我坐在隔断里,整个人呆呆的看着电脑,公司里的人都在忙着,我却在发呆,往日里不停的有电话找我,今天却鬼一样的静寂无声,电子钟的时针静静的不紧不慢的走着,我的胃却还是一阵阵的痉挛,这才发现,从昨天晚上到现在,一口水米没打牙呢。
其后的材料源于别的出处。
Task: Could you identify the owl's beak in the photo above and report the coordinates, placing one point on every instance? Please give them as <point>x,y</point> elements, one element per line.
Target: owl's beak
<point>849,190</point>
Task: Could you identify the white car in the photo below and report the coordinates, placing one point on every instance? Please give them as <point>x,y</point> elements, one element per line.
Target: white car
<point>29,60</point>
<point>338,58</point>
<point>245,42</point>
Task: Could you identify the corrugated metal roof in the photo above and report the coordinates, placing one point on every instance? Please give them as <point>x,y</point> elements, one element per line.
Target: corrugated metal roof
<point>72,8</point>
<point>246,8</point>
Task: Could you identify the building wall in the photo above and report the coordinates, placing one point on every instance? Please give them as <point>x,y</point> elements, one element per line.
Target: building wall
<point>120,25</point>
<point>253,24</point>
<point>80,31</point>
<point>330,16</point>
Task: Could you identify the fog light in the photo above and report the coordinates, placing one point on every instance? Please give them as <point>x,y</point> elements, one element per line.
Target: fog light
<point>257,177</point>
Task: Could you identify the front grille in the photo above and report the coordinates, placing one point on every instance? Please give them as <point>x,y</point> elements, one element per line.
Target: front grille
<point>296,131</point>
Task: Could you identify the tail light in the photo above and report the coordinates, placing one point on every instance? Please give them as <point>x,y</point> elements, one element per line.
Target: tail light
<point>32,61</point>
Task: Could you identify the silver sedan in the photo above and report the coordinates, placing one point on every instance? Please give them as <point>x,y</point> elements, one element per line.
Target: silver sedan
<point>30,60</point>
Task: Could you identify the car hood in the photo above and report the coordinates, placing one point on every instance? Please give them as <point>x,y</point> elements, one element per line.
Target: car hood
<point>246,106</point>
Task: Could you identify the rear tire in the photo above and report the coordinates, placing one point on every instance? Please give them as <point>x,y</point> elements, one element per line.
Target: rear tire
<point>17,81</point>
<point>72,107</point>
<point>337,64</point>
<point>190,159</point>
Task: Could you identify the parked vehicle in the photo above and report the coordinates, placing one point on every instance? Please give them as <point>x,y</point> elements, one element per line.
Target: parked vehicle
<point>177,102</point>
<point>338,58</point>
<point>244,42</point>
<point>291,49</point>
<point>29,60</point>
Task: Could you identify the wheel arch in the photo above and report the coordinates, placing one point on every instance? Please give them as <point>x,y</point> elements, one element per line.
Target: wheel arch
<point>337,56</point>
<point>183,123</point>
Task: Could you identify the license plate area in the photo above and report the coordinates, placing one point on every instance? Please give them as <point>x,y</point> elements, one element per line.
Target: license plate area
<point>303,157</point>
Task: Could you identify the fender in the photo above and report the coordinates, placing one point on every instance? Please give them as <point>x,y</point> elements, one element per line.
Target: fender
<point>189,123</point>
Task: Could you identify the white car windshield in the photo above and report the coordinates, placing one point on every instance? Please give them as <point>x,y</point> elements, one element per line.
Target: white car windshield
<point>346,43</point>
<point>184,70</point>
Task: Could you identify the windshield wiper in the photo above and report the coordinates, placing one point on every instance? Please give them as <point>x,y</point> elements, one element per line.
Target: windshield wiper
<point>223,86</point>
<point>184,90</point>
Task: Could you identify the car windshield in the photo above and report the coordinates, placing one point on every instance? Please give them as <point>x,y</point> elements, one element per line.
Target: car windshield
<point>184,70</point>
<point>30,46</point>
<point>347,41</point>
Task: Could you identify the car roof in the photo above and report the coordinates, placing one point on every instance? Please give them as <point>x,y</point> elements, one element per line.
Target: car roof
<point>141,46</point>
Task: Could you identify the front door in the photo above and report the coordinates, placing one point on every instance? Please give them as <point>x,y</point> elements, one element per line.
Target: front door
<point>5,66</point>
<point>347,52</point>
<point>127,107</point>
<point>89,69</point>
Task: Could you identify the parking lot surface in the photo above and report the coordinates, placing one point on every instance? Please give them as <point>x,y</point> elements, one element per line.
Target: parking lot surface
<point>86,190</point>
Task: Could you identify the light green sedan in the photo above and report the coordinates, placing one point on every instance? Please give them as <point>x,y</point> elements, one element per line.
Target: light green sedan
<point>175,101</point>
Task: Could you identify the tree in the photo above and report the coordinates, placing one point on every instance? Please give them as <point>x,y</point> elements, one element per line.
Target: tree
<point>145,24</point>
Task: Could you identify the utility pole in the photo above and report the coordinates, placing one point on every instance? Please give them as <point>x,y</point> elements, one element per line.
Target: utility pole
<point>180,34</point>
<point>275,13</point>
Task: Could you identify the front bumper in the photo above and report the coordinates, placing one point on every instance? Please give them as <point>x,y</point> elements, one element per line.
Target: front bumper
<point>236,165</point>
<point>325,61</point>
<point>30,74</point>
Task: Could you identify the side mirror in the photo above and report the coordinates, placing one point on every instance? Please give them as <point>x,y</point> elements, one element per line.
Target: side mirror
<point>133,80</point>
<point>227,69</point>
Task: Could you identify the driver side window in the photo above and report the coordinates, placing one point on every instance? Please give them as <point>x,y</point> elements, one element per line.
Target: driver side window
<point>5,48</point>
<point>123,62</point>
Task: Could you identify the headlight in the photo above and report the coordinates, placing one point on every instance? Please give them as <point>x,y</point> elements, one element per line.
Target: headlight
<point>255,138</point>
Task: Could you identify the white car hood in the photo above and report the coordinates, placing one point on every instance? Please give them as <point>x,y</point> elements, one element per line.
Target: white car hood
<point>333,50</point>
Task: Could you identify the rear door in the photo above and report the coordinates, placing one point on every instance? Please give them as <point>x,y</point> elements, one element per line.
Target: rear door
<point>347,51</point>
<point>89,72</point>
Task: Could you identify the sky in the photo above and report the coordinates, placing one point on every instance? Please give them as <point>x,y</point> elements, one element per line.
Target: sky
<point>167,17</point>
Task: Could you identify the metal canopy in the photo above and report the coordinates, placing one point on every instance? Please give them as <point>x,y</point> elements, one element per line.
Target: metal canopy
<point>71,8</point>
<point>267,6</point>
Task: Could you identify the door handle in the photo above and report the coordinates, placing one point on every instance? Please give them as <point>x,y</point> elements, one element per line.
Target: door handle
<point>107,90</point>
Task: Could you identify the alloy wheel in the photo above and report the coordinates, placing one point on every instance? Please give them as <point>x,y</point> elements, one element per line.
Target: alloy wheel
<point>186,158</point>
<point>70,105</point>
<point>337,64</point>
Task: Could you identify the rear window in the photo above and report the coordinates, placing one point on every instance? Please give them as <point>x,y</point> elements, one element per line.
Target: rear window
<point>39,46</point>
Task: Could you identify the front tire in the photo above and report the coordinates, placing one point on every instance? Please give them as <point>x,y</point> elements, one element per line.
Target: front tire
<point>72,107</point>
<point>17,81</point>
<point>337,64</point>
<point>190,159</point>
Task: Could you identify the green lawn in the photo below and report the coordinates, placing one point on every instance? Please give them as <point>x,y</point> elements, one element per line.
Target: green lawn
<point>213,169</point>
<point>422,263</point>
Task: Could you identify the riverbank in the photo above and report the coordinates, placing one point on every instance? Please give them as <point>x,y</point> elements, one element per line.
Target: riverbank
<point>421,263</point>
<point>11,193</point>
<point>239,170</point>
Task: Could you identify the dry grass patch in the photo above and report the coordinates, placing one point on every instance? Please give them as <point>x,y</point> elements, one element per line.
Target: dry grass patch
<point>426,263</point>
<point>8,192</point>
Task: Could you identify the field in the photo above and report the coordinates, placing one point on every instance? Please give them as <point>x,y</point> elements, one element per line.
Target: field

指针指到十一点半,太阳已经转到了西南角,我不住的打着哈欠,困意不断的袭来,整栋大厦的集中空调也不知怎么了,这么冷,西装后背上蹭着一层的油漆,像一陀蓝色的大便一样,看着都那么的恶心,正当我百无聊赖之际,桌上的电话突然响了起来。
“喂,你好!”我懒洋洋的抄起了电话。
“喂,方磊吗?方大经理吗?”一个动听的熟悉的声音传来,一时半会儿却还想不起是谁。
“你好,你是谁呀?”我好奇的问。
“我是韩芳呀,怎么连我的声音都听不出来了呢?方大经理真是贵人多忘事呀,连我都听不出来了,我是不是打扰了方大经理的工作呀!”那边传来一阵的调侃。
“你别逗了我,是你呀,怎么想起给我打电话来了!”我一边回着话,一边在电脑上看着当天新浪里的新闻报导,阿富汉战争,美军特种部队的烧杀劫略。
“哎哟,方大经理是谁呀,咱不是攀亲来了嘛,是不?最近混得不好,想请方大经理中午吃顿便饭。拉拉关系,叙叙旧嘛!”韩芳的声音还是那么的动听。
“好啊,我看这事成,你找地方,我请你吧!”我应付着。
“那哪成啊,今天中午吧,我在凯迪克等你,我请你。”韩芳听起来好像很高兴的样子,“我可是无事不登三宝殿,有事求你啊!”
“今天??今天可不行,今天来了个外商,公司安排招待着呢,中午我得跟他们在一起。”我找了个借口,想推脱掉,一来衣服脏了,没有衣服穿了,我总不能大冬天的穿个衬衫在外面瞎跑,二来心情不好,烂摊子还等着我去收拾呢,还没有想好办法怎么处理呢,但想归想,话可不能这么说,只好编了个借口。
“看来还是我的魅力不够吸引我们的方大经理出面呀!真是失败,真没法活了!”那边的声音明显是不太高兴了。
我手里不断的翻腾着笔,看着它在手里不住的翻着跟头,口是心非的说,“哪的话,确实有事嘛,对了,咱们韩大美女找咱,还不是咱上辈子积了德,祖坟冒了青烟了嘛,说吧,韩大美女,有什么事,我看我能帮上忙不?”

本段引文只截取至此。